Battle Roster

Monday, May 22, 2006


Manchmal, wenn ich hier sitze dann fange ich an mir Gedanken zu machen.
Gedanken über Gott und die Welt und ob Gott tatsächlich für all seine Schafe einen Plan hat, oder ob alles nur dem reinen Zufallsprinzip unterlegen ist.

Ich meine was wäre gewesen wenn ich R. nicht in diesem einen alles verändernden Sommer getroffen hätte?
Was wäre wenn ich nicht in diese Karaoke Bar gegangen wäre?
Würde ich heute am gleichen Punkt stehen wie jetzt?

Jemand hat mir mal gesagt das Menschen aus einem Grund, einer Laune heraus, oder aber aus wahrer Freundschaft und Liebe in dein Leben treten. Nicht alle würden bei dir bleiben, diejenigen die jedoch aus wahrer Freundschaft und Liebe in dein Leben treten würden für immer bei dir bleiben. Egal ob sie ihrer Wege ziehen oder aus anderen Gründen wieder verschwinden, man würde sie nie ganz verlieren da sie in deinem Herzen und Gedanken weiterleben würden.

In diesem einen Sommer hat sich mein ganzes Leben verändert… mal wieder.

Ich hatte mit meinem Onkel und meiner Tante ausgemacht dass ich den Sommer über bei ihnen in der Firma arbeiten würde. Die Firma die mal meinem Vater gehört hat, die Firma weswegen es soviel Hass und Leid in unserer Familie gab.
Ich sollte mit einem weiteren Student eine kleine Werbeaktion durchführen, mein Vater mochte diesen Gedanken nicht und sagte mir frei heraus das wenn ich in der Firma arbeiten würde, bräuchte ich gar nicht erst zuhause auftauchen, davon abgesehen sei ich sowieso nur ein geduldeter Gast also hätte ich mich gefälligst auch so zu benehmen.

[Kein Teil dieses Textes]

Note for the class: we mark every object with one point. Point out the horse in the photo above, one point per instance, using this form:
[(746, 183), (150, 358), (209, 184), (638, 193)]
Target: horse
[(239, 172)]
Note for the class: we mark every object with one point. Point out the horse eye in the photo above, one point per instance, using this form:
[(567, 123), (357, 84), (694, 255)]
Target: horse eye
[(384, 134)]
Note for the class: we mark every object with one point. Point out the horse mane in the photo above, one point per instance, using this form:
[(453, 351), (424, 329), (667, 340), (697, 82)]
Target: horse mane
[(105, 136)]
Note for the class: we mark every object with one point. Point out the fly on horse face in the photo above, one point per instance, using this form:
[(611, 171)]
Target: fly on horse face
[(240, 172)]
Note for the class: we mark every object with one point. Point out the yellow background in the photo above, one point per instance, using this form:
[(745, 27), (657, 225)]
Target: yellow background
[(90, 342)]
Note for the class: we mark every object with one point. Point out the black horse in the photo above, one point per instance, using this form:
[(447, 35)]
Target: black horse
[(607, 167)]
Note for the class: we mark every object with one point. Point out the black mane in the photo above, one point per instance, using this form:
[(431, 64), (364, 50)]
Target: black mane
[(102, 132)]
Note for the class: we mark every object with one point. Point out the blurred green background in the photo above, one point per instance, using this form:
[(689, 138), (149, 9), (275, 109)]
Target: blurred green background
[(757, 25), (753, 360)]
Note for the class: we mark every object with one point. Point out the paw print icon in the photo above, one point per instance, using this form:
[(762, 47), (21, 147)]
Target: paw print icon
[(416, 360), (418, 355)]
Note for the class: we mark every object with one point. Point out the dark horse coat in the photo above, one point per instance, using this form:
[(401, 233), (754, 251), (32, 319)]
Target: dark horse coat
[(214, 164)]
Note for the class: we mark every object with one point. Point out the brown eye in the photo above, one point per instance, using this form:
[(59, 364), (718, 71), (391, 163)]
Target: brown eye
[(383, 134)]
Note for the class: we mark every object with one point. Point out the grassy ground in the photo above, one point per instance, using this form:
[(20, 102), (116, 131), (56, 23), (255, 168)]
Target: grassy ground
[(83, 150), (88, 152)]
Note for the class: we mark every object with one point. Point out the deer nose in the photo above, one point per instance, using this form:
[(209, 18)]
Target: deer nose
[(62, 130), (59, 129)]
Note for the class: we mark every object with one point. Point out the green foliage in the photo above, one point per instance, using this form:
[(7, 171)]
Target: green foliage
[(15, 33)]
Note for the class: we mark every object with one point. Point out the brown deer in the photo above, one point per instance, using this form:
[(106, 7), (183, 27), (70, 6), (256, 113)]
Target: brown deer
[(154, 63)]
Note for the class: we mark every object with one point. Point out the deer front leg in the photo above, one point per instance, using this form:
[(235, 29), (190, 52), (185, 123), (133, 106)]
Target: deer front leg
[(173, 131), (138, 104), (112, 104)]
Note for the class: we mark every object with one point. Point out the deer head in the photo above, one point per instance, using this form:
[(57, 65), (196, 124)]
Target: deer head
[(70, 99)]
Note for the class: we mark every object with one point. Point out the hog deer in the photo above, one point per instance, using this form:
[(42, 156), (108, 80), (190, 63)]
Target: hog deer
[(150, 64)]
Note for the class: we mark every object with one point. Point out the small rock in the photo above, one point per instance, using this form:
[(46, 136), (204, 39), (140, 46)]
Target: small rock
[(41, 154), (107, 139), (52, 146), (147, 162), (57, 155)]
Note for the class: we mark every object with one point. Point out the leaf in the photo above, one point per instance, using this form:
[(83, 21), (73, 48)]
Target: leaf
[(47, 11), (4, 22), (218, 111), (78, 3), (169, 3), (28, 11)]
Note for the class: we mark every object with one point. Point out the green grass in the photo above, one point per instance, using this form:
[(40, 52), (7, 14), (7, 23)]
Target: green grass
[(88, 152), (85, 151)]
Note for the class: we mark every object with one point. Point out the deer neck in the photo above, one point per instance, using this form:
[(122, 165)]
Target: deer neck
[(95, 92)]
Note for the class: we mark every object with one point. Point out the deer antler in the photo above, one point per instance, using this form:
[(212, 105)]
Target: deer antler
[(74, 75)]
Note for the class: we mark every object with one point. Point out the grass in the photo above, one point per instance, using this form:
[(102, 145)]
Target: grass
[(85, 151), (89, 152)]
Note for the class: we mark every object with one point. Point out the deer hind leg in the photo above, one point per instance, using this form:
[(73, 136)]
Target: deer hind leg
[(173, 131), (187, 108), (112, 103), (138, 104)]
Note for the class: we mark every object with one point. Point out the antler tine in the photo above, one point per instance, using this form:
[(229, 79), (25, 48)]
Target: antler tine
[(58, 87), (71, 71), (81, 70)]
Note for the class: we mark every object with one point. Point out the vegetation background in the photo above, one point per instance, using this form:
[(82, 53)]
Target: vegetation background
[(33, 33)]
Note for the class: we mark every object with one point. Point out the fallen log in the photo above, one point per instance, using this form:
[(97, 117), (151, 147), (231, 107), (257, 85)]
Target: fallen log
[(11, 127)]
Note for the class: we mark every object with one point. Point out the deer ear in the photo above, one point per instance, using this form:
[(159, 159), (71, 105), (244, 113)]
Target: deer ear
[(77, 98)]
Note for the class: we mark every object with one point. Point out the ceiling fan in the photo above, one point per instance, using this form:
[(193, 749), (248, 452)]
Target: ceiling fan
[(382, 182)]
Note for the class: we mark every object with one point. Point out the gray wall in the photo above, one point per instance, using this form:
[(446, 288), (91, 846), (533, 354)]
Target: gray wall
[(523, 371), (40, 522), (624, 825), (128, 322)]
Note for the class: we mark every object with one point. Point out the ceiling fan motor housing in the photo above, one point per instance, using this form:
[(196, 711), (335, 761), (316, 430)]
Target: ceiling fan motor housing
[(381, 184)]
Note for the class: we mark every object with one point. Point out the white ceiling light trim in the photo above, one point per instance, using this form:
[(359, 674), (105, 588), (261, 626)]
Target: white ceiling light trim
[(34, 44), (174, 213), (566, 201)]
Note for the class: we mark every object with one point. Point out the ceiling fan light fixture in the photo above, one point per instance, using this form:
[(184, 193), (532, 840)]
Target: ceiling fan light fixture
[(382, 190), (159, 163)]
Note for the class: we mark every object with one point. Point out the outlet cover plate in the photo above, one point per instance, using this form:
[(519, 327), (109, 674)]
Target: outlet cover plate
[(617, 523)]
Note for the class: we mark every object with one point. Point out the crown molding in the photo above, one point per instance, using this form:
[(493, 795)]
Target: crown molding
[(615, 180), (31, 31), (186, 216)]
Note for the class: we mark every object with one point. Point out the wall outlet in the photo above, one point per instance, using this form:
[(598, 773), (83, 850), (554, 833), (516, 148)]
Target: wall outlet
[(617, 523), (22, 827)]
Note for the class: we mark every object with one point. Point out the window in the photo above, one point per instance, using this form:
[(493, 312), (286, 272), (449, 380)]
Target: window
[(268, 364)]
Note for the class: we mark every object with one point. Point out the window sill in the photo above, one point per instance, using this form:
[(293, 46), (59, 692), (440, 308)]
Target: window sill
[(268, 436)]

Meine Mutter allerdings war anderer Meinung, sie hatte das sagen im Haus, und dementsprechend musste er akzeptieren das ich die Semesterferien über in die kleine Stallwohnung einziehen würde.

Freunde hatte ich zuhause kaum mehr welche, von der gesamten damaligen Clique ist gerade mal noch ein Freund übrig geblieben, und der war gerade im Trainingslager und so gab es für mich keine Möglichkeit mal von zuhause zu verschwinden.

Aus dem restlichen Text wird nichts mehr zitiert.